HyperAI

Huazhong University of Science and Technology Proposes a Medical Image Segmentation Model for Ultra-large-scale Pathological Image Analysis to Improve the Accuracy of Sjögren's Syndrome Diagnosis

特色图像

Dry mouth, dry eyes, dry skin, accompanied by unexplained muscle aches and general fatigue every day. If you experience the above symptoms, in addition to considering the dry weather in winter, you should also be alert to a common but often overlooked disease - Sjögren's Syndrome (SS).

Sjögren's syndrome is an autoimmune disease characterized by high lymphocyte infiltration of exocrine glands.About 5 million people in my country suffer from this disease. In the early stages of the disease, the exocrine glands (salivary glands, lacrimal glands, etc.) are destroyed by highly infiltrated lymphocytes, resulting in decreased function. Patients often experience dry mouth and dry eyes, and may also experience symptoms such as pain in both shoulder joints. At the same time, the disease can also affect other important organs, such as the lungs, liver, and kidneys, and even affect fertility.

Image source: SLE Worry-Free Grocery Store

Early detection and diagnosis of Sjögren's syndrome is crucial. Focal lymphocytic sialadenitis (FLS) is one of the important criteria for the diagnosis of Sjögren's syndrome. By obtaining pathological sections of the patient's minor salivary glands and performing microscopic examinations, according to existing diagnostic criteria,If more than 50 lymphocyte aggregates were found per 4 mm2 of tissue sample, it was considered to be a typical lesion.

However, a complete pathology scan image can reach 100,000*100,000 pixels, which is about 1 billion pixels. Doctors need to carefully examine the entire image and determine the number of lymphocyte aggregation foci. This is not only time-consuming, but also often relies on the experience and subjective judgment of professional doctors, increasing the risk of misdiagnosis or missed diagnosis.

To address the above challenges,Professor Tu Wei and Professor Lu Feng from Huazhong University of Science and Technology proposed the medical image segmentation model M2CF-Net using computer vision technology that is well-known in the fields of autonomous driving and facial recognition.By integrating multi-resolution and multi-scale image recognition technologies, the M2CF-Net model can not only "see" subtle differences in pathological images, but also accurately locate and count key biomarkers - lymphocyte aggregation foci, helping doctors make faster and more accurate diagnoses.
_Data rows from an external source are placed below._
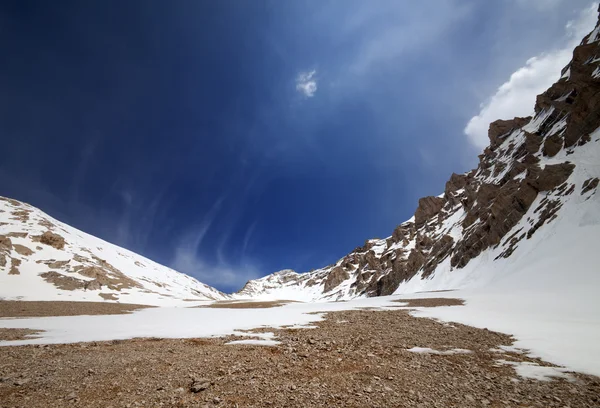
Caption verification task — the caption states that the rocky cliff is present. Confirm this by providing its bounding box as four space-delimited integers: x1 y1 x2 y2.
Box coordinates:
236 7 600 300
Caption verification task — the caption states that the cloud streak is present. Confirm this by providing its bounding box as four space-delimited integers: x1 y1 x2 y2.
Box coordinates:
464 4 598 148
296 69 318 98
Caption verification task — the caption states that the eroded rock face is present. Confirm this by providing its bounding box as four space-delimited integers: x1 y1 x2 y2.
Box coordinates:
415 196 444 226
488 117 531 148
323 266 350 292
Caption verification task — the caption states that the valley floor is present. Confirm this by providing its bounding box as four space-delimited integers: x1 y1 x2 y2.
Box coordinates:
0 299 600 408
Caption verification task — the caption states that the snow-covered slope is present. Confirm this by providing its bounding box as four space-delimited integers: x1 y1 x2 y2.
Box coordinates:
0 197 227 305
235 5 600 300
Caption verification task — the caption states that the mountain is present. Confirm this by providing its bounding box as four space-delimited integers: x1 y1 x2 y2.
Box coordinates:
234 7 600 300
0 197 228 305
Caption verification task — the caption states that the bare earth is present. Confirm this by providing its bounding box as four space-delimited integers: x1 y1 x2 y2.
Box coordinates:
198 300 294 309
0 327 41 342
0 300 148 317
0 302 600 408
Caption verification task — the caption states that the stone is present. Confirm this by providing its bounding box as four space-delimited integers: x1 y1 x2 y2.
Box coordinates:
415 196 444 227
190 378 211 393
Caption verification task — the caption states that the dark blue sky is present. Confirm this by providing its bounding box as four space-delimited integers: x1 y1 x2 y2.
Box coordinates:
0 0 590 291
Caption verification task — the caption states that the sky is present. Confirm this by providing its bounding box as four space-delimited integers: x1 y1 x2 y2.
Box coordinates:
0 0 597 292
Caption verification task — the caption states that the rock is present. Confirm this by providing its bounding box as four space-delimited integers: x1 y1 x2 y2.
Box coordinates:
581 177 600 195
85 279 102 290
532 162 575 191
40 231 65 249
323 266 350 293
190 378 210 393
415 196 444 227
488 117 531 148
542 134 563 157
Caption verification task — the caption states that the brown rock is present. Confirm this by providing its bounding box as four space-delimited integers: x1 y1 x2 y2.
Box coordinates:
40 231 65 249
542 134 563 157
13 244 33 256
581 177 600 195
488 117 531 148
323 266 350 293
415 196 444 227
532 162 575 191
8 258 21 275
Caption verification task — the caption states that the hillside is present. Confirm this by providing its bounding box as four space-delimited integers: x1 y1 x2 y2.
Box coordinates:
0 197 227 305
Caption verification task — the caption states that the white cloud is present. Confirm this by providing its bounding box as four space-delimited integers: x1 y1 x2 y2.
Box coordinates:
465 4 598 148
296 69 317 98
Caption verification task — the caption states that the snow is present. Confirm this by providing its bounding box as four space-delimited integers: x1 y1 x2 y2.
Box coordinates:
396 130 600 375
587 25 600 44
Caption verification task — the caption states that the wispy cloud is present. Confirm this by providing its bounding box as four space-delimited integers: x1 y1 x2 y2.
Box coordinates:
465 4 598 148
170 196 261 290
296 69 318 98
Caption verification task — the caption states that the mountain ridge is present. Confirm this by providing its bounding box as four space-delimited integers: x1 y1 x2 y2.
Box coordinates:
0 197 229 305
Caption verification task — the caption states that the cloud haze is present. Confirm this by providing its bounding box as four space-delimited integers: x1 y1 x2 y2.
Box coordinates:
465 4 597 148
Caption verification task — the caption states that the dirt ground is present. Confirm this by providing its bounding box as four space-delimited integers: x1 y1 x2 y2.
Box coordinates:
198 300 294 309
0 300 600 408
0 300 148 318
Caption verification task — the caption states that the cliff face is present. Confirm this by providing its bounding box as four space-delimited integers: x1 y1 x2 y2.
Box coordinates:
237 5 600 300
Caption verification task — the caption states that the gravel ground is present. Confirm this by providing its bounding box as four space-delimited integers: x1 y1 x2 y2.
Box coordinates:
0 304 600 408
0 300 148 318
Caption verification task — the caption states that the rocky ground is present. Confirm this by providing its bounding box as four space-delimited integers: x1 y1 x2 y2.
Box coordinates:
0 300 600 408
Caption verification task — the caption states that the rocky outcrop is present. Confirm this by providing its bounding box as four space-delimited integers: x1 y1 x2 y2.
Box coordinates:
39 231 65 249
323 266 350 292
488 117 531 149
415 197 444 227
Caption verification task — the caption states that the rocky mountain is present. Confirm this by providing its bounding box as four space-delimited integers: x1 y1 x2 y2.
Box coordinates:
235 7 600 300
0 197 227 305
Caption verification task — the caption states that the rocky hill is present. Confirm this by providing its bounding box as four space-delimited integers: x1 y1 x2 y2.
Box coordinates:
0 197 227 305
235 5 600 300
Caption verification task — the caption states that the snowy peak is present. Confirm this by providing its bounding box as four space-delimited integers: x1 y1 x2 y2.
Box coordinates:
238 7 600 300
0 197 227 305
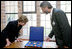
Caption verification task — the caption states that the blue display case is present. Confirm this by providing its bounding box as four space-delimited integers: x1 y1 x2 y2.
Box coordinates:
25 27 44 48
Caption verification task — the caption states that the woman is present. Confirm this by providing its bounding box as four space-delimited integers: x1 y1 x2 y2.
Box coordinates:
0 15 28 48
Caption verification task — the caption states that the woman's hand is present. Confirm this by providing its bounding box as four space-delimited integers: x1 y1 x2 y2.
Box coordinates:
5 39 11 47
15 38 22 42
45 37 51 42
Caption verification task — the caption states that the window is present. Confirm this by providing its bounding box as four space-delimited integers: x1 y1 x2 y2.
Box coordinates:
5 1 18 13
23 1 36 13
60 1 71 12
60 1 71 26
5 1 18 23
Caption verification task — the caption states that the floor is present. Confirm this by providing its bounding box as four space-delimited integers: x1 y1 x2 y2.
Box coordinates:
4 41 57 48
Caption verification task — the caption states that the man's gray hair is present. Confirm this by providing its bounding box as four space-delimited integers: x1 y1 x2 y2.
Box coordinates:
40 1 52 9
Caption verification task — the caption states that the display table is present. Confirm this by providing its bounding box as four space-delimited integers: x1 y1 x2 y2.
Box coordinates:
4 41 57 48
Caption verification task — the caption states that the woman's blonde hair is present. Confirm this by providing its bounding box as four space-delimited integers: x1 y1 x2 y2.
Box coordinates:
18 15 28 23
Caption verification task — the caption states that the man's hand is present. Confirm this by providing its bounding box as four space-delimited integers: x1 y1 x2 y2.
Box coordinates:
5 39 11 47
45 37 51 42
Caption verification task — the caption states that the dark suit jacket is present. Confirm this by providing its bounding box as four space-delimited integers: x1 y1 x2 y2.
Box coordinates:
0 20 22 45
49 8 71 47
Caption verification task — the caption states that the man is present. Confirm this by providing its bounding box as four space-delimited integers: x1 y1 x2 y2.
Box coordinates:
0 15 28 48
40 1 71 48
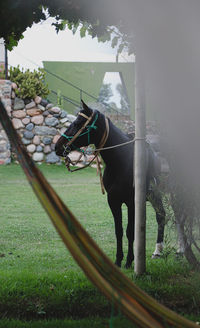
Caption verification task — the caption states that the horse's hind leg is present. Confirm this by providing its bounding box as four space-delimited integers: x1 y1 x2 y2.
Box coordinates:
125 205 135 269
148 190 165 258
108 194 124 267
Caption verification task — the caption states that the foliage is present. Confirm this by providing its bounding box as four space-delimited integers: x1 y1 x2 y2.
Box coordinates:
9 66 49 99
0 0 133 52
0 65 5 79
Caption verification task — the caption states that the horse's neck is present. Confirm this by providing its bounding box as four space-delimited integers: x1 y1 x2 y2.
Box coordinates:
95 115 129 167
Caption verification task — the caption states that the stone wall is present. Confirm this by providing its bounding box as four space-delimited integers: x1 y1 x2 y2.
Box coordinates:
0 80 11 164
0 80 75 164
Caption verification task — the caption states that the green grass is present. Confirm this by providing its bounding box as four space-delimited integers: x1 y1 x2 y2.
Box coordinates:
0 164 200 328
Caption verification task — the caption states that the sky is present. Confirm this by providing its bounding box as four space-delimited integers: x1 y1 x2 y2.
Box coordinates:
8 18 134 70
8 17 134 103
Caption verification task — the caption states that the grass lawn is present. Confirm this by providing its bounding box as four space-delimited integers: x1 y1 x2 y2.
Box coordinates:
0 164 200 328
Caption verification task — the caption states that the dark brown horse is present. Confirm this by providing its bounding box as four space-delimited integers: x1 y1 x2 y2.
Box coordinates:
55 102 165 268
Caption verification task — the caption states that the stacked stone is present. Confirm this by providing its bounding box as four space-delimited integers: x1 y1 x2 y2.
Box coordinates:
11 97 76 163
0 80 12 164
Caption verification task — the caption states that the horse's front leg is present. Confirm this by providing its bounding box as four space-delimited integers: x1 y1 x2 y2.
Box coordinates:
108 194 124 267
148 190 165 259
125 204 135 269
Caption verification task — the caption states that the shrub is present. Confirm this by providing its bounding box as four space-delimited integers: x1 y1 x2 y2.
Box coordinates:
9 66 49 99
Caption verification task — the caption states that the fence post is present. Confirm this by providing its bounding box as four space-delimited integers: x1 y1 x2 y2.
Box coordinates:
134 56 146 275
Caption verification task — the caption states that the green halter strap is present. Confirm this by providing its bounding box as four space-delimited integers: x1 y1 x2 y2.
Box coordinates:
62 113 98 153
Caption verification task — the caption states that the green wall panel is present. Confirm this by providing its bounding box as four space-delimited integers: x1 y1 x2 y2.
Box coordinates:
43 61 135 117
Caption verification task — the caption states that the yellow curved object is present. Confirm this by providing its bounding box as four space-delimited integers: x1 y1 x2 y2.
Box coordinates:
0 102 196 328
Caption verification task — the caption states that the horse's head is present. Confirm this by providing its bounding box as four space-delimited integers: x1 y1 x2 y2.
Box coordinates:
55 101 98 157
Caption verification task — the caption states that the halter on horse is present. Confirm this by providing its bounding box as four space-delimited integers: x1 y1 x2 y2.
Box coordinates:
55 102 165 268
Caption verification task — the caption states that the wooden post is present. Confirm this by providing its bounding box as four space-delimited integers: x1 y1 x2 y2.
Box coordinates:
134 56 146 275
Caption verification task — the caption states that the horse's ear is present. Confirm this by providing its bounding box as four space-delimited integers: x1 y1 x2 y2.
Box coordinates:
81 99 92 114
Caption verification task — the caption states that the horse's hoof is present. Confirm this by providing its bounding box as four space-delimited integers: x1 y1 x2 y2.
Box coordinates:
115 261 121 268
124 262 132 269
151 254 160 260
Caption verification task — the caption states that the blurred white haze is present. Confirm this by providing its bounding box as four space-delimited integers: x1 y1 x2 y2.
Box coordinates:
108 0 200 189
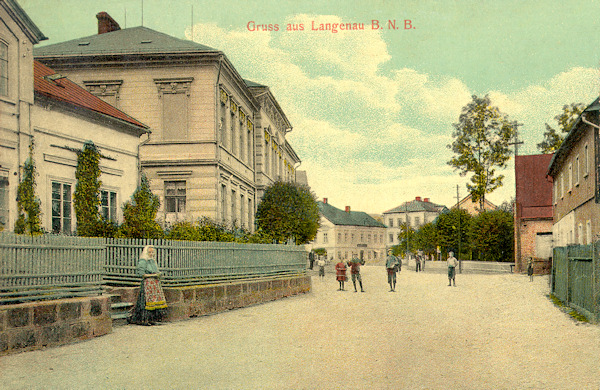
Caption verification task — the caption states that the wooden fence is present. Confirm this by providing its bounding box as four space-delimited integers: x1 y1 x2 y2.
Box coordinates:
0 233 105 303
552 241 600 322
0 233 307 304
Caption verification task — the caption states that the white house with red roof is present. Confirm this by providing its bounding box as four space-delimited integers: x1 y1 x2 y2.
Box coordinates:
31 61 148 234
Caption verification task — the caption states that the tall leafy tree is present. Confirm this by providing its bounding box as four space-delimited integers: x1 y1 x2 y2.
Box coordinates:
396 222 418 256
15 141 43 235
537 103 585 153
256 181 319 244
414 222 437 255
435 209 472 259
448 95 520 209
73 141 102 237
120 175 164 238
469 210 514 261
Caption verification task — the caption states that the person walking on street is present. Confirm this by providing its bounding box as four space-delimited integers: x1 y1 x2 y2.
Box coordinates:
527 257 533 282
448 251 458 287
385 249 399 292
317 257 325 278
335 260 348 291
348 257 365 292
127 245 167 325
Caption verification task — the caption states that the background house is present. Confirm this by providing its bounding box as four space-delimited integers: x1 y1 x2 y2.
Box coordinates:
382 196 448 246
35 13 299 230
452 194 498 215
0 0 48 230
311 198 386 264
31 61 147 234
514 154 552 273
548 99 600 246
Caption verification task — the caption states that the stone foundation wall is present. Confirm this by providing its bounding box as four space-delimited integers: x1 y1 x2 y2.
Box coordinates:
0 296 112 356
111 275 311 321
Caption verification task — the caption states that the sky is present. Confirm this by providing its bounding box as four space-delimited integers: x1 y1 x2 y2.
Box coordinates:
18 0 600 214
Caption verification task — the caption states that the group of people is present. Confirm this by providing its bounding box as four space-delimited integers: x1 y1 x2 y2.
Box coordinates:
335 257 365 292
316 249 458 292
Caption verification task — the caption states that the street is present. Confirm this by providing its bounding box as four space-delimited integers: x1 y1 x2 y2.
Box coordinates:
0 266 600 389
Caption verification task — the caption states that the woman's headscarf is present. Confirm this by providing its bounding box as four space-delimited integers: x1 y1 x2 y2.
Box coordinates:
140 245 156 260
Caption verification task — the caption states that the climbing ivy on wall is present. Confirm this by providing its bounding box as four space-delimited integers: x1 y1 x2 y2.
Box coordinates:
15 140 44 235
120 174 164 238
73 141 102 237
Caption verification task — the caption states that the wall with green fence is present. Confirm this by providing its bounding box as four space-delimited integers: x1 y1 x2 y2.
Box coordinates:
552 242 600 322
0 233 307 304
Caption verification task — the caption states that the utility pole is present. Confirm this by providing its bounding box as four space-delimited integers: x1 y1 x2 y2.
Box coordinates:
456 184 462 274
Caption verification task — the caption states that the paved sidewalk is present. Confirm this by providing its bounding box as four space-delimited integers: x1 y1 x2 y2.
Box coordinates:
0 266 600 389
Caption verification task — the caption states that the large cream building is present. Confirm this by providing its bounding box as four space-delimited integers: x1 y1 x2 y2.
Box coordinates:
311 198 387 264
35 13 300 230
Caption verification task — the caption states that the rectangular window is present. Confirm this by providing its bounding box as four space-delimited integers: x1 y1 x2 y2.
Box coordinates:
0 42 8 96
248 129 253 166
248 198 254 230
585 219 592 244
52 182 71 234
573 155 580 187
583 144 590 177
567 163 573 192
0 176 8 229
231 190 237 225
165 181 186 213
221 184 227 222
219 102 227 148
240 194 246 229
162 93 189 140
229 111 237 154
100 191 117 222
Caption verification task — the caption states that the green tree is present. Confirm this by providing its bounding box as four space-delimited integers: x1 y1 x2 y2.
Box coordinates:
256 181 319 245
414 222 437 255
537 103 585 153
394 222 418 256
448 95 520 209
434 209 472 260
15 141 43 235
469 210 514 261
119 175 164 238
73 141 102 237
The research results were published at the 2023 IEEE International Conference on Medical Artificial Intelligence (MedAI) under the title "M2CF-Net: A Multi-Resolution and Multi-Scale Cross Fusion Network for Segmenting Pathology Lesion of the Focal Lymphocytic Sialadenitis".

Research highlights:

* Solved the problem of difficulty in identifying tiny lymphocyte clusters in ultra-large-scale tissue pathology images

* By integrating multi-resolution and multi-scale, M2CF-Net outperforms the other three mainstream medical image semantic segmentation models

* M2CF-Net performs well in processing images with blurred boundaries, small objects, and complex textures. Its segmented images have more complex shapes and are very consistent with the human-annotated ground truth

Paper address:
https://doi.ieeecomputersociety.org/10.1109/MedAI59581.2023.00063

The open source project "awesome-ai4s" brings together more than 100 AI4S paper interpretations and provides massive data sets and tools:

https://github.com/hyperai/awesome-ai4s

Dataset: Clinical data from Tongji Hospital

This study uses a set of minor salivary gland pathological section datasets from Tongji Hospital.Among them, minor salivary glands were removed from patients with primary Sjögren's syndrome.
*Minor salivary glands are distributed under the mucosa of the human oral cavity and pharynx. Their function is to secrete saliva, keep the oral cavity moist, aid digestion, and protect oral tissues from infection.

By staining the minor salivary gland pathology sections, doctors can use a microscope to observe the clear structure of the cells. Specifically, the researchers reviewed all sections to ensure their quality and confirm the presence of focal lymphocytic pharyngitis, which is characterized by more than 50 lymphocytes per 4 square millimeters around the gland. If there is a lesion, it is marked.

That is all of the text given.